Un rêve d’architecte, de chaque côté de la Méditerranée


L’architecture inspire la littérature. Les maisons ne sont-elles pas des boîtes où se rangent les destins familiaux et particuliers, des reflets de la grande histoire et des miroitements d’histoires particulières? 

On peut le dire sans hésiter pour un concept immobilier aussi monumental que Climat de France, construit à Alger entre 1954 (début de la guerre d’Algérie) et 1957, afin de loger dans une sorte de palais populaire aux douze colonnes et aux milliers de ruches les Algérois croupissant dans des bidonvilles.

On peut le dire encore pour le gigantesque ensemble de Meudon-la-Forêt, non loin de Paris, œuvre du même architecte. Brigitte Richeux a posé sa trame narrative sur ces deux pôles architecturaux, de chaque côté de la Méditerranée. De ces univers surpeuplés, elle ne retient que quatre personnages principaux et procède de manière kaléidoscopique, passant d’un lieu à l’autre, d’un personnage à l’autre, et jouant à saute-mouton à travers les époques.

Idéaliste mégalomane

A tout seigneur tout honneur, mentionnons d’abord l’architecte et urbaniste Fernand Pouillon, concepteur et constructeur de ces deux paquebots immobiliers. Né en 1913, moins connu que cet autre épris du gigantisme qu’est Le Corbusier (son aîné d’un quart de siècle), Fernand Pouillon a eu ses heures de gloire et un destin hors du commun. Marie Richeux le dépeint en idéaliste mégalomane vraiment soucieux de «construire des logements de rois pour les plus démunis», à très grande échelle, de manière à offrir le meilleur au moindre prix.
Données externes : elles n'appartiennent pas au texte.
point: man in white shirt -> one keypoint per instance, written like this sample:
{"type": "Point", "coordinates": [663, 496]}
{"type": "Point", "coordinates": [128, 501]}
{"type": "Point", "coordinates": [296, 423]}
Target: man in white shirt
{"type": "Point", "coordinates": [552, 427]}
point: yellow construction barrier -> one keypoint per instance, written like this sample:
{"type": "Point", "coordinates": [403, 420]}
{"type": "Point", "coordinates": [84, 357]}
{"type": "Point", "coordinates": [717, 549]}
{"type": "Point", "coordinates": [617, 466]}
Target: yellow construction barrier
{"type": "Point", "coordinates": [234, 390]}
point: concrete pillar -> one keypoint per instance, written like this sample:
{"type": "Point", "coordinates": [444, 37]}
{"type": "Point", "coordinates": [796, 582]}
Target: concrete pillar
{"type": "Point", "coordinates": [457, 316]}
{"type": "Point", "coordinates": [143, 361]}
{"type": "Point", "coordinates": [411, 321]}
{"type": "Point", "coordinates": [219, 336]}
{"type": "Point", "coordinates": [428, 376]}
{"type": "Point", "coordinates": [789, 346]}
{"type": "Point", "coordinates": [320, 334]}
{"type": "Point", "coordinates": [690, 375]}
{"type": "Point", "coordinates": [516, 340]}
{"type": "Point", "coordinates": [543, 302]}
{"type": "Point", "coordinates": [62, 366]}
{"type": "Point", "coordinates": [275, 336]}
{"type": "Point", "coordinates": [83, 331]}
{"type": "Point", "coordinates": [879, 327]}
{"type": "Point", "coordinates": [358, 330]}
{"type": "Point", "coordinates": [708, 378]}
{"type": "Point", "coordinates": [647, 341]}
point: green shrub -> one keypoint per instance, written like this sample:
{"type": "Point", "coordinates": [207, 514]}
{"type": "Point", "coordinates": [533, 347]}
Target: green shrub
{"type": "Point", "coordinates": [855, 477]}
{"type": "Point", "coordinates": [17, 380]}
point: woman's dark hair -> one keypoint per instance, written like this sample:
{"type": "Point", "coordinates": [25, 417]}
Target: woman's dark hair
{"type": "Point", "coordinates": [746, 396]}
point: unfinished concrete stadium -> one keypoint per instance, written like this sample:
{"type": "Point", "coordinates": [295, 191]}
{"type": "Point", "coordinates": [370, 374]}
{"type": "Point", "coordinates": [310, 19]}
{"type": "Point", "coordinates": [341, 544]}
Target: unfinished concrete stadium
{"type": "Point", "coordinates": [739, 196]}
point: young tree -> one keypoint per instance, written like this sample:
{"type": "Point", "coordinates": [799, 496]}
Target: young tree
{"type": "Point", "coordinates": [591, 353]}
Il est surtout saisi sur les chantiers, hâtant le mouvement de toute son énergie, car il faut aller vite. Impossible bien sûr de mener à bien de tels projets sans appui politique. Jacques Chevallier, maire d’Alger à cette époque, accompagne bravement l’architecte et rend possible la démesure de son projet, avant de le suivre en France dans son aventure de Meudon-la-Forêt. Marie Richeux le tient un peu à distance, mais le cite directement (reproduction d’une lettre et d’un entretien).
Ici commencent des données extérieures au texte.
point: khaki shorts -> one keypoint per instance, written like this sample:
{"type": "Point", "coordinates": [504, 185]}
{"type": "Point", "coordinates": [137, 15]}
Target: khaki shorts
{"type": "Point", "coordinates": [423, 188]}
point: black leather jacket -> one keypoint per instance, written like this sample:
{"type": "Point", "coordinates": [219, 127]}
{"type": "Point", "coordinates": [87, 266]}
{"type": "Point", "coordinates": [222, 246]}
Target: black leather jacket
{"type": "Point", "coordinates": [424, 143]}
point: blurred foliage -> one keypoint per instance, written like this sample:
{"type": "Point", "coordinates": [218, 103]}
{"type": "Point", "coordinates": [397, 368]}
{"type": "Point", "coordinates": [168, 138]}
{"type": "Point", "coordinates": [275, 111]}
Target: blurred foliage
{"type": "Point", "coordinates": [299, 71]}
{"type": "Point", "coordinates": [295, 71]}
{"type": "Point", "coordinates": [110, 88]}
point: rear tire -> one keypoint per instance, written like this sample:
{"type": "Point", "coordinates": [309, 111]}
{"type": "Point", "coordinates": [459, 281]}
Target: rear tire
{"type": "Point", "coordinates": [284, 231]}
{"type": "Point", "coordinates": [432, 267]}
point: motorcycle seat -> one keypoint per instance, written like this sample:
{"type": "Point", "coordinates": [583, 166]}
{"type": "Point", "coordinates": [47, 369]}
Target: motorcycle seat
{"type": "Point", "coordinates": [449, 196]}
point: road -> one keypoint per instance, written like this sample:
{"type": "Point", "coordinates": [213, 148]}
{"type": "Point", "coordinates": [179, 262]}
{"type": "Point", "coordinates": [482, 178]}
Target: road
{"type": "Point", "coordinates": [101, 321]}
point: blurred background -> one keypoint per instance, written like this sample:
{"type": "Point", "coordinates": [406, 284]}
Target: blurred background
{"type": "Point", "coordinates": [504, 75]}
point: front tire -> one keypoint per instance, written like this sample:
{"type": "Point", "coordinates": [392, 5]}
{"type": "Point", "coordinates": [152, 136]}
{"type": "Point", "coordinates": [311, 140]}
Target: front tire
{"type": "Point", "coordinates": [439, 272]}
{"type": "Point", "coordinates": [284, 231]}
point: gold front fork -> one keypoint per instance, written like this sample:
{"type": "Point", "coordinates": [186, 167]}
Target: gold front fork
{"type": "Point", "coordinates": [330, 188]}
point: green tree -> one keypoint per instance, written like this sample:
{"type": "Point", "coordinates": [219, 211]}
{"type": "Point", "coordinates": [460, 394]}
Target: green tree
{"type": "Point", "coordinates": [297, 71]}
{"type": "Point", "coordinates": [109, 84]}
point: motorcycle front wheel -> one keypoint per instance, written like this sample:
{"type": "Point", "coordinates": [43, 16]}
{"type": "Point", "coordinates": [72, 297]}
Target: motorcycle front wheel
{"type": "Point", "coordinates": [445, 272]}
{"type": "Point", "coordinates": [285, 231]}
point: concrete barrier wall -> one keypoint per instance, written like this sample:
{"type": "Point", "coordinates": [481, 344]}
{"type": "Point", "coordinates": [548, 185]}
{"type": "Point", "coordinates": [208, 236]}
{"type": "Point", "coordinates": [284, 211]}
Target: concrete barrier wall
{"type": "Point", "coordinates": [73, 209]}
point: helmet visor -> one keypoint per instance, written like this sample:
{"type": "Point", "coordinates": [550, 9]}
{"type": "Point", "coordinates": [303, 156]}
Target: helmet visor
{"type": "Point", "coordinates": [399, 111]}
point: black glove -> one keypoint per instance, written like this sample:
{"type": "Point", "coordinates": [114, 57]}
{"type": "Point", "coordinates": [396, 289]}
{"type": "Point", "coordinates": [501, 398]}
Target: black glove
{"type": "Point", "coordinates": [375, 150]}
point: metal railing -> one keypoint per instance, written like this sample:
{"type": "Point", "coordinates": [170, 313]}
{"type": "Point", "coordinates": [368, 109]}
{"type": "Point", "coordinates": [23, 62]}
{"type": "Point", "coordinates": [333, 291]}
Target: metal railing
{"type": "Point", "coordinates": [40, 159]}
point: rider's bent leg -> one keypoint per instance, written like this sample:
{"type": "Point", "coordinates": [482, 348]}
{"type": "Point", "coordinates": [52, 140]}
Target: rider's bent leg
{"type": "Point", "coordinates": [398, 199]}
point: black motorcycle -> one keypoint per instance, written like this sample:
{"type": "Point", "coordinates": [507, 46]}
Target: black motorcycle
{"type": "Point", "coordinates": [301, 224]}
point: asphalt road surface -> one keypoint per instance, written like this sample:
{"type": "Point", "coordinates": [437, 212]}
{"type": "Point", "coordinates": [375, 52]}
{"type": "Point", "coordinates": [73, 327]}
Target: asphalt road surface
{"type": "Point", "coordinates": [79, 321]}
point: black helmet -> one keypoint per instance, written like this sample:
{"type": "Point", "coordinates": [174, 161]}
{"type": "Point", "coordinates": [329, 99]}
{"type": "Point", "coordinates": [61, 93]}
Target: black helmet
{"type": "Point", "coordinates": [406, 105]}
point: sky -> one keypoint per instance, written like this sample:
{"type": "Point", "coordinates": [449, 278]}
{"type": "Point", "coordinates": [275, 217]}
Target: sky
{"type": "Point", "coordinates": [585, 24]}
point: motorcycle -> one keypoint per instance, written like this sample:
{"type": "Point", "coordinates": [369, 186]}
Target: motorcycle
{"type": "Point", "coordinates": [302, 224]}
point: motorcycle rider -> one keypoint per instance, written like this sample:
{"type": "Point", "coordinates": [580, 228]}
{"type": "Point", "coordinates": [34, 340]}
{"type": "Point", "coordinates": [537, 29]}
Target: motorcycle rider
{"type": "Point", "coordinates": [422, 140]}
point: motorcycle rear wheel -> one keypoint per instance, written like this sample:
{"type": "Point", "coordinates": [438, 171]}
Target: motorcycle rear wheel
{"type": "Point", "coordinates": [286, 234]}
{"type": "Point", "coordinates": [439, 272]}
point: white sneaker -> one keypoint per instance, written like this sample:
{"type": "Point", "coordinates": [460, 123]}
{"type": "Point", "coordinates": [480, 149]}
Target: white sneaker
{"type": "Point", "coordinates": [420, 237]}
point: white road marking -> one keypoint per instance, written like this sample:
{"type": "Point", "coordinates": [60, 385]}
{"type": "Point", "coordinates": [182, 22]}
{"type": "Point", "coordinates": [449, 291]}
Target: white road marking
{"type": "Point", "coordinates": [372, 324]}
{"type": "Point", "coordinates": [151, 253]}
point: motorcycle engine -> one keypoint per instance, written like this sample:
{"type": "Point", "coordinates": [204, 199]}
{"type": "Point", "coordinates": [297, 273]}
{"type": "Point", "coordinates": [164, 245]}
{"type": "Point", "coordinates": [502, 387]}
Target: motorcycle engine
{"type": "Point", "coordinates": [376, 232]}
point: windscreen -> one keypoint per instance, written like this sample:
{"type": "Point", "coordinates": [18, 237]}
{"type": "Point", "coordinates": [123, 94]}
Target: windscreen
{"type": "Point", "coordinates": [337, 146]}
D’un profil plus modeste, les deux autres personnages s’appellent Marie (l’auteure elle-même à peine déguisée) et Malek, octogénaire en 2016, voisin de palier de Marie dans l’immeuble de Meudon-la-Forêt où elle a elle-même grandi. Marie Richeux indique dans le roman même qu’elle parle du lieu de son enfance et de son adolescence. Plutôt que de vouloir trop embrasser et de refaire le coup de Georges Perec avec La Vie mode d’emploi et ses deux mille personnages de locataires, elle s’attache à parler de son voisin de palier. Malek est venu en France en 1956 pour fuir la guerre. Marie parle peu d’elle-même, sinon du livre qu’elle est en train d’écrire.

Un jumeau malade

Le pôle algérien du roman, très documenté, fait l’objet de deux visites de Marie et la laisse comme interdite en raison de ses aspects familiers, car c’est un jumeau de Meudon-la-Forêt. Mais un jumeau malade de sa surpopulation, en train de sombrer, un bidonville prenant paradoxalement racine sur le toit même du «palais» érigé pour en finir avec les habitats insalubres et précaires.

Ce roman déroutant parle de manière un peu détournée de la guerre d’Algérie, du brassage des identités et des cultures et de la difficulté à être à la fois pleinement d’ici et pleinement d’ailleurs. Son titre ajoute un «s» au nom d’une grande cité algérienne aujourd’hui à la dérive. Manière de dire, peut-être, que la réalité n’est pas univoque. Car ce livre affirme qu’un ensemble comme celui de Meudon-la-Forêt, où le concept de mixité sociale s’est appliqué dès la fin des années 1950, fait de pierre et non de béton, fruit du sens esthétique et de la morale sociale d’un Fernand Pouillon, n’est pas fatalement un ghetto inhumain et anonyme. Il faut toutefois en prendre soin.

Rupture de la chronologie narrative

Animatrice radiophonique à France Culture, Marie Richeux est née en 1984. Son roman se tient à la limite des sciences sociales et de l’histoire. Il tente d’exprimer, en une succession de flashes brisant la chronologie narrative, ce que seule la littérature peut saisir au-delà des constats factuels et des approches sociologiques. En ce sens, il ouvre des portes et parle vraiment.

Marie Richeux, «Climats de France», Sabine Wespieser, 259 p.